しばらくすると、虎助が湿った布を持って戻ってきた。
「これで足と身体を拭いてから上がってくれ」
俺はウリ坊の足と身体を丁寧に拭く。そのあいだウリ坊は大人しくしていた。
階段から足音がする。誰かが降りてくるようだ。
「おかえりなさい。その子がお客さん?」
穏やかな雰囲気の綺麗な女性だ。恐らく虎助の妹だろう。
「ああ。あとこの猪も連れだそうだ」
「初めまして。先生という方が帰ってこられるまでお世話になります。大沢瑞生といいます。この子は……猪のウリといいます。」
連れだと言っているのに名前がないのも変な気がしたので、今名付けた。ウリのほうを見るとなんだか不満気だが、小突いてきたりはしてないのでまあいいだろう。

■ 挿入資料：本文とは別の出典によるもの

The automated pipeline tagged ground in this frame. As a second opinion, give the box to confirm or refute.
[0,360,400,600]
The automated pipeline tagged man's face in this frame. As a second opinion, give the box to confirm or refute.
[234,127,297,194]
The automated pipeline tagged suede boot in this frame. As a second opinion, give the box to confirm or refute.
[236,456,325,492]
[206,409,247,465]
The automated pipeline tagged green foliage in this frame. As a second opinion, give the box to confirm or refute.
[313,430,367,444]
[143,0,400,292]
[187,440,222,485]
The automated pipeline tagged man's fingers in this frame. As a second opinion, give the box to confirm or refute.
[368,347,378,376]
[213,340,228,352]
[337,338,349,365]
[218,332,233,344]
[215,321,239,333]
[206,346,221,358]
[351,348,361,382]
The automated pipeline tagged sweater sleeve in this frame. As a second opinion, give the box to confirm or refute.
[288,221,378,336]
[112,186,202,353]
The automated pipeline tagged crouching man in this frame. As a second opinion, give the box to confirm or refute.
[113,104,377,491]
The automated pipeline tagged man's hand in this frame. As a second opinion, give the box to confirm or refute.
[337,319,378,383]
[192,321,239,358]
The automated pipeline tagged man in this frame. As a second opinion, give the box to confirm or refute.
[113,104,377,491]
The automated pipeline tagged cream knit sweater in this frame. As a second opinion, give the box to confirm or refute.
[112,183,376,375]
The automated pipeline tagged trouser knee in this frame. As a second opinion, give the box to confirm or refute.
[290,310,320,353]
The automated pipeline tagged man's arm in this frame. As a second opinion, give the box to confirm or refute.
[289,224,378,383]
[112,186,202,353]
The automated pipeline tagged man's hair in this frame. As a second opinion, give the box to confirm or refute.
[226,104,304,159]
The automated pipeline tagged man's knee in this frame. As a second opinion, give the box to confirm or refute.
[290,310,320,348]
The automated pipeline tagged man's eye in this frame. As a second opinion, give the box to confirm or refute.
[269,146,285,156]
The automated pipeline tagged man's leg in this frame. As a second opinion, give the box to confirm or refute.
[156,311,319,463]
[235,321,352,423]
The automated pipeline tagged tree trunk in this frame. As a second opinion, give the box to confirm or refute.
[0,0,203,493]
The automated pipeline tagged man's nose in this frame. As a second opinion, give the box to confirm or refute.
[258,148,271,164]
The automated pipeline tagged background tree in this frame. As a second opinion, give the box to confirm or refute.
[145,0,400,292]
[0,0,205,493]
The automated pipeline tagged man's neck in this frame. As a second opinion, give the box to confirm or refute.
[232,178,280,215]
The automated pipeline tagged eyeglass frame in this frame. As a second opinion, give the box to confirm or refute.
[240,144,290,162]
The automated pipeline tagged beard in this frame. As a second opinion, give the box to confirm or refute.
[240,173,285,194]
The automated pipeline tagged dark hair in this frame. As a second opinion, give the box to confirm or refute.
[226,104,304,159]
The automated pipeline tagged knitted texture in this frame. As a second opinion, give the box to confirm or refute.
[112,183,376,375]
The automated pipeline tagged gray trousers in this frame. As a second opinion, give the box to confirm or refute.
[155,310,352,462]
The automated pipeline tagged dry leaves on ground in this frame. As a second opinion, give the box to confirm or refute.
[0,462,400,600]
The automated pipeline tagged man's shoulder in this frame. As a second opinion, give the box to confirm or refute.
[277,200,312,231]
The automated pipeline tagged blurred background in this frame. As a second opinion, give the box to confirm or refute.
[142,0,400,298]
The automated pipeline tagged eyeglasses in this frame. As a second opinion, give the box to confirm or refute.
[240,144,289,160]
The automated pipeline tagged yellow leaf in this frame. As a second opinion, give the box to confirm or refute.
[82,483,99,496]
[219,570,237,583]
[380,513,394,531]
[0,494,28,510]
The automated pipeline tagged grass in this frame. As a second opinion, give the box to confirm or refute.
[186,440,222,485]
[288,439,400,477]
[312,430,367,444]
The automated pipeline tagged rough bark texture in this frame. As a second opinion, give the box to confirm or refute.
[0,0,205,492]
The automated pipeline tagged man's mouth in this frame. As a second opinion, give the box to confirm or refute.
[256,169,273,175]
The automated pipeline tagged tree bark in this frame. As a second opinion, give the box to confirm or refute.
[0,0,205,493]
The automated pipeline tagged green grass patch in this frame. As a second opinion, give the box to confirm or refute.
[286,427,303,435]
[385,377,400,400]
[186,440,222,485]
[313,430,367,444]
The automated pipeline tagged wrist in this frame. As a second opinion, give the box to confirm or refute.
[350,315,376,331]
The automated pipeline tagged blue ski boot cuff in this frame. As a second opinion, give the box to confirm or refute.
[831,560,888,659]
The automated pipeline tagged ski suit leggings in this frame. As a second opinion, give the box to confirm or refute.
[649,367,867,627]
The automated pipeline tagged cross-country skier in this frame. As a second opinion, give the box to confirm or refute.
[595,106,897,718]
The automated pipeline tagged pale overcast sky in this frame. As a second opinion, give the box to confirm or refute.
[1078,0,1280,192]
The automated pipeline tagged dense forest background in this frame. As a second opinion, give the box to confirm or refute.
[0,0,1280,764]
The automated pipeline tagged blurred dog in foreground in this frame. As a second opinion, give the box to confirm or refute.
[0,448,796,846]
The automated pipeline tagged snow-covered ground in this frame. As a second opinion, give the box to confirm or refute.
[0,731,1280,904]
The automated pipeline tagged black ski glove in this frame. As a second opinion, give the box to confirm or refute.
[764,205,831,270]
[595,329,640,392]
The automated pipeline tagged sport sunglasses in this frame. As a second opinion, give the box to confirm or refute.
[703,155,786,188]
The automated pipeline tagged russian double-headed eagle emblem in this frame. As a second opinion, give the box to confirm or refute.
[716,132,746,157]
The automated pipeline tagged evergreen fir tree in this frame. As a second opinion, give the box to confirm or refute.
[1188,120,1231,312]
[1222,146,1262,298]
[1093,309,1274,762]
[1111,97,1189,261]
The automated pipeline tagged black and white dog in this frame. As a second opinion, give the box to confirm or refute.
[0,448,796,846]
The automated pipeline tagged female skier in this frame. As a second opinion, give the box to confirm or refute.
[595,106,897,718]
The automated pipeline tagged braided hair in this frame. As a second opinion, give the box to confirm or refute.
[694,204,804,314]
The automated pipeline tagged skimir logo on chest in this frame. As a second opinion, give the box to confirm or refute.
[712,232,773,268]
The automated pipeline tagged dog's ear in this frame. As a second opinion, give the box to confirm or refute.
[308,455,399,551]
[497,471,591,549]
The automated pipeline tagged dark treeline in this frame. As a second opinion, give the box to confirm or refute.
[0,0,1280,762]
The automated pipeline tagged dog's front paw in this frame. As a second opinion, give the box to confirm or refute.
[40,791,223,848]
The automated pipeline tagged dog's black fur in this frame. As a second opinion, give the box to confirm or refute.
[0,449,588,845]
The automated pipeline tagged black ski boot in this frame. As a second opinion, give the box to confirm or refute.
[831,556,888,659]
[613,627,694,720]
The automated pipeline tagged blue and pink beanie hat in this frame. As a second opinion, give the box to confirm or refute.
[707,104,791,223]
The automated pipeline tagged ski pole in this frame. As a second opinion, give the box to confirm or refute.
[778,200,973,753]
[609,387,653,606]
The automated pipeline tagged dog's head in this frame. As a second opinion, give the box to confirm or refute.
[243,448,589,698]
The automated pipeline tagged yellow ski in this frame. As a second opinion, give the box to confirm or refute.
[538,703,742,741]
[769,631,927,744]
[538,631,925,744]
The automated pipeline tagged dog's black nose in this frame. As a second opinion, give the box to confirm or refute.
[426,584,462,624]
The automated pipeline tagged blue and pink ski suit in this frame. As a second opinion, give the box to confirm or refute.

「まあ、かわいいお客さんね。私は虎助の妹のコハク。何もない家だけどゆっくりしていってね」
「はい! ありがとうございます! よろしくお願いします!」
「コハク、部屋まで案内してやってくれ。俺はもう少し用事があるから出かける」
「わかったわ、いってらっしゃい。……さあ、瑞生ちゃんにウリちゃん、部屋に案内するからついて来て」
「はい!」
そう言ってウリを抱き上げ、コハクさんについていく。
廊下を少し進むと、1つの戸襖の前でコハクさんは止まった。
「この部屋を使ってちょうだい。厠はここよ」
そう言って向かいの扉を指さす。そこには使用可と書かれた木板が吊るされていた。
「使うときは木札を裏返してね。昼餉の前には呼びに来るわ。疲れてるでしょうからそれまでは自由に休んでいて」
「本当に何から何までありがとうございます。」
「いいのよ。それじゃあまた後でね」
そう言うとコハクさんは戻っていった。